Nielsen was baptized a Jehovah's Witness in 1965 and always remained a "faithful servant" to his religion.
He'd had lived in other Manitoba communities and formed a deep bond with a family in Carberry.
"Arne was a quiet, mild-natured man who loved the simple things in life," the obituary said.
"His little garden, which he tended meticulously; to bask in the hot summer sun; a good Louis L'Amour western; and just learning about history and wildlife in the old National Geographic magazines that he read and reread over and over... He will truly be missed by all his good friends who loved him so much."
Messages left by the Free Press for a Carberry friend of Nielsen's and the Jehovah's Witnesses in Portage were not returned.
As might be expected in a small town -- and in the absence of much official information from RCMP -- the rumour mill has been running overtime.
"It's a small town, so there's lots of stories," said one woman.
Speculation included a theory that Nielsen kept money inside his house and was killed during a robbery. Another suggested RCMP arrested someone else initially, released him, and then arrested Conway.
RCMP asked the public for help.
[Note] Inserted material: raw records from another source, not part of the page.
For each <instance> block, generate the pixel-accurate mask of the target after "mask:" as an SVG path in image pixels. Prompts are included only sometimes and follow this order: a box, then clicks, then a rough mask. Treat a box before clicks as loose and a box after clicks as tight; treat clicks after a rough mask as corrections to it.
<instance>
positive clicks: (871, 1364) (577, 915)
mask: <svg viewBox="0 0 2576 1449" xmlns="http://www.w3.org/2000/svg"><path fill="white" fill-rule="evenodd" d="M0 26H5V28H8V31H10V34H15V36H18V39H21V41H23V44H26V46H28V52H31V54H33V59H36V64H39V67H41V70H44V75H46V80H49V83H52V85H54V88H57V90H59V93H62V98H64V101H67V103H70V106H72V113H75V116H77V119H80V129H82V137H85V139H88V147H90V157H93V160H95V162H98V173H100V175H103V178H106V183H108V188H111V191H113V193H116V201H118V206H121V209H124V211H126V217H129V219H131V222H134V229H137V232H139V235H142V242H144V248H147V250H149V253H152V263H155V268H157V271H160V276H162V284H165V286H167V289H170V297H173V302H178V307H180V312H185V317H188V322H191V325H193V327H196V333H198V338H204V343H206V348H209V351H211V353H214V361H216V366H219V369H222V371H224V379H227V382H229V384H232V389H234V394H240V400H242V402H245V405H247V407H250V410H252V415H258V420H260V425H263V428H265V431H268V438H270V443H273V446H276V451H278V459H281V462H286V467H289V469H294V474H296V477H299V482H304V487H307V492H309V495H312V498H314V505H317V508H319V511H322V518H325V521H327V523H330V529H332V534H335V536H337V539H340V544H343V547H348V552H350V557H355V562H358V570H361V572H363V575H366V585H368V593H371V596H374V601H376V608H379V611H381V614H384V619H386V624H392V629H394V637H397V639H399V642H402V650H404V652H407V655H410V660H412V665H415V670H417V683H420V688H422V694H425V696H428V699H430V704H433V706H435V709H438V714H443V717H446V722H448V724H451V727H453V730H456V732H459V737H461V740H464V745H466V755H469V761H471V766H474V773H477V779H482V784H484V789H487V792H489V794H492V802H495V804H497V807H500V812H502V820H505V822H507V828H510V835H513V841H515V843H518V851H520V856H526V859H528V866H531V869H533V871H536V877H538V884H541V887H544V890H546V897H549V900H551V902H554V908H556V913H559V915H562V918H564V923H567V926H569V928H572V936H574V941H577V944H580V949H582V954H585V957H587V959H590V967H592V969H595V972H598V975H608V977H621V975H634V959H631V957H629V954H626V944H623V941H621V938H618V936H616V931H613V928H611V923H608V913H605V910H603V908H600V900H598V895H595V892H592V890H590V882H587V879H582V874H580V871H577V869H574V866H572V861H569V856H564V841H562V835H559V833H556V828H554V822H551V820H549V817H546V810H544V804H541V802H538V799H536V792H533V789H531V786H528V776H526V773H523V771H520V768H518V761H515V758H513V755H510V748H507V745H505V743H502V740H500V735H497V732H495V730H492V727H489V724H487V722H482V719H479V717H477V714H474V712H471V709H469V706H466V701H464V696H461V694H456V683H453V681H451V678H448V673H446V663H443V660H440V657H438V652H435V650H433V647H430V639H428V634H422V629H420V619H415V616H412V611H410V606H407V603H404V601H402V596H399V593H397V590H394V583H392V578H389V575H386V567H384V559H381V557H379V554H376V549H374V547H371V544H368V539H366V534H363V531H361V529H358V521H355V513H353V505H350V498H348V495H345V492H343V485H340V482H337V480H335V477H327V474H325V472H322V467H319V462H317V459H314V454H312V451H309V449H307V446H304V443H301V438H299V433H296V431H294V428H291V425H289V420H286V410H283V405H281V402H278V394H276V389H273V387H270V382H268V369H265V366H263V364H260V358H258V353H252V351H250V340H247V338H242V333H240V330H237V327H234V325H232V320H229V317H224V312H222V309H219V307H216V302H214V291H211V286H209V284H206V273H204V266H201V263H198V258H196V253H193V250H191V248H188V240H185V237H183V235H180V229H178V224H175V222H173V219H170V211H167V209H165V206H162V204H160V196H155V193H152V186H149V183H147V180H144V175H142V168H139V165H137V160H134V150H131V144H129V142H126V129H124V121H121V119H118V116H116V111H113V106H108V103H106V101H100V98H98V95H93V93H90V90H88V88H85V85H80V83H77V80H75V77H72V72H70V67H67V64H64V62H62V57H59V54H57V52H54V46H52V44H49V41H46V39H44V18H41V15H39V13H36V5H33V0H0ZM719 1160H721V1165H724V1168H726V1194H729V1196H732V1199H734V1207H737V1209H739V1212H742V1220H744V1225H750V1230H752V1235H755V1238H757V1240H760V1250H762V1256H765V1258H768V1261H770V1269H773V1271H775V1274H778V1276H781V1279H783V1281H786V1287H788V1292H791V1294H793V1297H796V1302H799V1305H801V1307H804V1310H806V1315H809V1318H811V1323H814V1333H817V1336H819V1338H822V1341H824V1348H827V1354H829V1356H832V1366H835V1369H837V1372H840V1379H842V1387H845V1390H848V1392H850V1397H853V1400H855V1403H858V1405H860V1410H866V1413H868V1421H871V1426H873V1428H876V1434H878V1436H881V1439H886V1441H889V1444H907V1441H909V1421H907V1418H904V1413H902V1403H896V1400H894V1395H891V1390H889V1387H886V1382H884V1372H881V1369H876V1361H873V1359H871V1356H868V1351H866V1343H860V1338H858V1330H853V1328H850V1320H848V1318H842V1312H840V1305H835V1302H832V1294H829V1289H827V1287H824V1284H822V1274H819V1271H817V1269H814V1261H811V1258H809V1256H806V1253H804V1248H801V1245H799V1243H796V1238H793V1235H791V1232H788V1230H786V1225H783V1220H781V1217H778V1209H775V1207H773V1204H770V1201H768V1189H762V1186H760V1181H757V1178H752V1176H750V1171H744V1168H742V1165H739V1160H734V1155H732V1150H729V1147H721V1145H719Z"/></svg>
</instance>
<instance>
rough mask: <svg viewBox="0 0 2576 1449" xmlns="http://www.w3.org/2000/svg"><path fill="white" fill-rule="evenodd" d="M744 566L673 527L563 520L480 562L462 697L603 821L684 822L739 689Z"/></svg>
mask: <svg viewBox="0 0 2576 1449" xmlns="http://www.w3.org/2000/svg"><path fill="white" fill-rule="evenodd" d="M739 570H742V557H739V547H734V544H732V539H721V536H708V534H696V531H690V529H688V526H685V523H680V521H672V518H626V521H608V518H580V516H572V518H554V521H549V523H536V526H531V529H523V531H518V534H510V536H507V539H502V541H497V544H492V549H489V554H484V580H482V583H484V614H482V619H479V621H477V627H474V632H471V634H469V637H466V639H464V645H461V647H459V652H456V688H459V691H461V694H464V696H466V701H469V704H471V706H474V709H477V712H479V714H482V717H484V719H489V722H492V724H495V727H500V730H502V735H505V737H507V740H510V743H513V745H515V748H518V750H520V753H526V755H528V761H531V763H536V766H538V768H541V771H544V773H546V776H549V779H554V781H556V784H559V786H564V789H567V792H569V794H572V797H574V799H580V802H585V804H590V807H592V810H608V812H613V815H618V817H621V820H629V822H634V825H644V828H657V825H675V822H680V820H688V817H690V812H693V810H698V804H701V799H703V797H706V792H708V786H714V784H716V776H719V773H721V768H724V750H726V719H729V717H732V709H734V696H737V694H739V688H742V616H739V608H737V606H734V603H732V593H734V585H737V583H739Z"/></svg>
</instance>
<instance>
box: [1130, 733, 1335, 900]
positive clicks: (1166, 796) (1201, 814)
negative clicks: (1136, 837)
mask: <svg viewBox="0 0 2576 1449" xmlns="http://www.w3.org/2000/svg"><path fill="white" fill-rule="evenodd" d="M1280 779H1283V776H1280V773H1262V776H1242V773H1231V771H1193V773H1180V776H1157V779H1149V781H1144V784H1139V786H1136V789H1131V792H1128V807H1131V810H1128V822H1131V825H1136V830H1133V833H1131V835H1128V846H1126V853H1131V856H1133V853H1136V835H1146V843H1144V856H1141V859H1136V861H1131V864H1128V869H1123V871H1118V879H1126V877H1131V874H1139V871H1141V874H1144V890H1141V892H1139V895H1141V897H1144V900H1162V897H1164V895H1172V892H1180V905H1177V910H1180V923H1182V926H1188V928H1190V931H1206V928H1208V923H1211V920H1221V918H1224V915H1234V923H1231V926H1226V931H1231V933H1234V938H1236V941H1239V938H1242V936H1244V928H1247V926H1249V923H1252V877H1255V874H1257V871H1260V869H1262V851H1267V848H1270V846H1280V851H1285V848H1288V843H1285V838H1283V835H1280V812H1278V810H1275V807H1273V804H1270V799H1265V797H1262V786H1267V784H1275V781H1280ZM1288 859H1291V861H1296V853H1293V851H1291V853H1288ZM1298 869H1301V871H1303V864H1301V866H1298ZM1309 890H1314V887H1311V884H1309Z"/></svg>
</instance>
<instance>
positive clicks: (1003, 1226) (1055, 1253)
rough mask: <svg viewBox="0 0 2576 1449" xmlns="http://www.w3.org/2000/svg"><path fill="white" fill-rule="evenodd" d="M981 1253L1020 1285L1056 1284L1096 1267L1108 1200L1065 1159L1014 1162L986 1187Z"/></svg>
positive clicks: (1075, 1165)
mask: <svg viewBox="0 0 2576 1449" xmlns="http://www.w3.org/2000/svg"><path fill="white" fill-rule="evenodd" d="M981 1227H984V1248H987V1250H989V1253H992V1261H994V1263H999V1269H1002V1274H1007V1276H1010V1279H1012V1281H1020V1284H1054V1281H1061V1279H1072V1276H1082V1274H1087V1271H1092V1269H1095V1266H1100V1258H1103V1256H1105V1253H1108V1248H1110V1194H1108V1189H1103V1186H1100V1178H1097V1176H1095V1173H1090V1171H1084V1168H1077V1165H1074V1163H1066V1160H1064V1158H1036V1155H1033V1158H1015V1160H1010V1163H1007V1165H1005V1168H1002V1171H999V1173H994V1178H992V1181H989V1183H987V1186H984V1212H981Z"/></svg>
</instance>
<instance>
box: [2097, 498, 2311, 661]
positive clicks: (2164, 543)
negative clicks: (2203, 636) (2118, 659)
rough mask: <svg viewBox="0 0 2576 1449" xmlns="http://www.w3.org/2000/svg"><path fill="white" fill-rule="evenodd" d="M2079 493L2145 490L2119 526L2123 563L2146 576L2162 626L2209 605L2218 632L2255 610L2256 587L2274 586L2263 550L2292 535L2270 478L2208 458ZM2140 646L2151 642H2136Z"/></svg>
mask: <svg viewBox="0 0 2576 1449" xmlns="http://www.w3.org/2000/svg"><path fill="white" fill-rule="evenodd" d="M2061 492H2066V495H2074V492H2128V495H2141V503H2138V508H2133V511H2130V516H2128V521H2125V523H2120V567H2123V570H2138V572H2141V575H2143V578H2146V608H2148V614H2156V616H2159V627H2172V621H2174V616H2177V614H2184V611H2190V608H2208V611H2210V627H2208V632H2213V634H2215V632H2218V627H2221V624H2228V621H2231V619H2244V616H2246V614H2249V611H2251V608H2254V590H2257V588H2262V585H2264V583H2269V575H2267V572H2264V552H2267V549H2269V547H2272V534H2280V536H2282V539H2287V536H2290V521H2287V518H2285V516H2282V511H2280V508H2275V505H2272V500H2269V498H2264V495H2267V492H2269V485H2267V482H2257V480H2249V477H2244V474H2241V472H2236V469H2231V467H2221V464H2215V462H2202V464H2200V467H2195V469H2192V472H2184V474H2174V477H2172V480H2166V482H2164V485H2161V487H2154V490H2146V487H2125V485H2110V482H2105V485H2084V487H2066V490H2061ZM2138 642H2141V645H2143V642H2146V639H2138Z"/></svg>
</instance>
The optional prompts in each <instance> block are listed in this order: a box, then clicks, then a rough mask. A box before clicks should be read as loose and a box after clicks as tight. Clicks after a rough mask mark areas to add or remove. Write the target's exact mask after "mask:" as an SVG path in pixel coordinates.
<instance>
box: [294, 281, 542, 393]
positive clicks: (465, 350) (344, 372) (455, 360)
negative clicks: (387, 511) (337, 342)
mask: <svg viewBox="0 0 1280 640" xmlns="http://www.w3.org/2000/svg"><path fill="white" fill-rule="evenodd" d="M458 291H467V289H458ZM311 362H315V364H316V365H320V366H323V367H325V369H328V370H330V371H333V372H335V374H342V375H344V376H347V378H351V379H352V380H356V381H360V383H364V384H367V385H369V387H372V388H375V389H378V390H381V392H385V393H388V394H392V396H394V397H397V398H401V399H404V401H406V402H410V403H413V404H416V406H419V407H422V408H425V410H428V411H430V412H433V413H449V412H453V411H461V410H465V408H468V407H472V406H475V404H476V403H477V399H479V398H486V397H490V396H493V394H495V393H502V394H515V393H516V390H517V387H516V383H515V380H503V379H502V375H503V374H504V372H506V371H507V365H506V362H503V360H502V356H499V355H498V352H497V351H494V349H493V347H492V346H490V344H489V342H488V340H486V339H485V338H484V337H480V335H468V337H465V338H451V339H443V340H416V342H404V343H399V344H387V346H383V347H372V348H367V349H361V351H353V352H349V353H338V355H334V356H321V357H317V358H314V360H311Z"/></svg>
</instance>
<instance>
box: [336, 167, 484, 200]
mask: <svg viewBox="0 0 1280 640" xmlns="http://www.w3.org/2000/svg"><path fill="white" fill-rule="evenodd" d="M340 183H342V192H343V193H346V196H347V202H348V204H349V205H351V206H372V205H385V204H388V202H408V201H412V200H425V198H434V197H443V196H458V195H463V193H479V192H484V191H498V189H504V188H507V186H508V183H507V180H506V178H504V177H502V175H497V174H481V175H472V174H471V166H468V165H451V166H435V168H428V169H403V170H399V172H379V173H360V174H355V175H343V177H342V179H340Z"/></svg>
Anyone with information is asked to call Portage la Prairie RCMP at 204-857-4445 or Crime Stoppers at 1-800-222-8477.
The last homicide in MacGregor was in August 1995 when Aaron Molodowic shot his 72-year-old grandfather to death. A jury found Molodowic guilty of second-degree murder, but the verdict was overturned by the Supreme Court of Canada.
The top court declared him not criminally responsible by reason of mental disorder. Molodowic suffered from paranoid schizophrenia.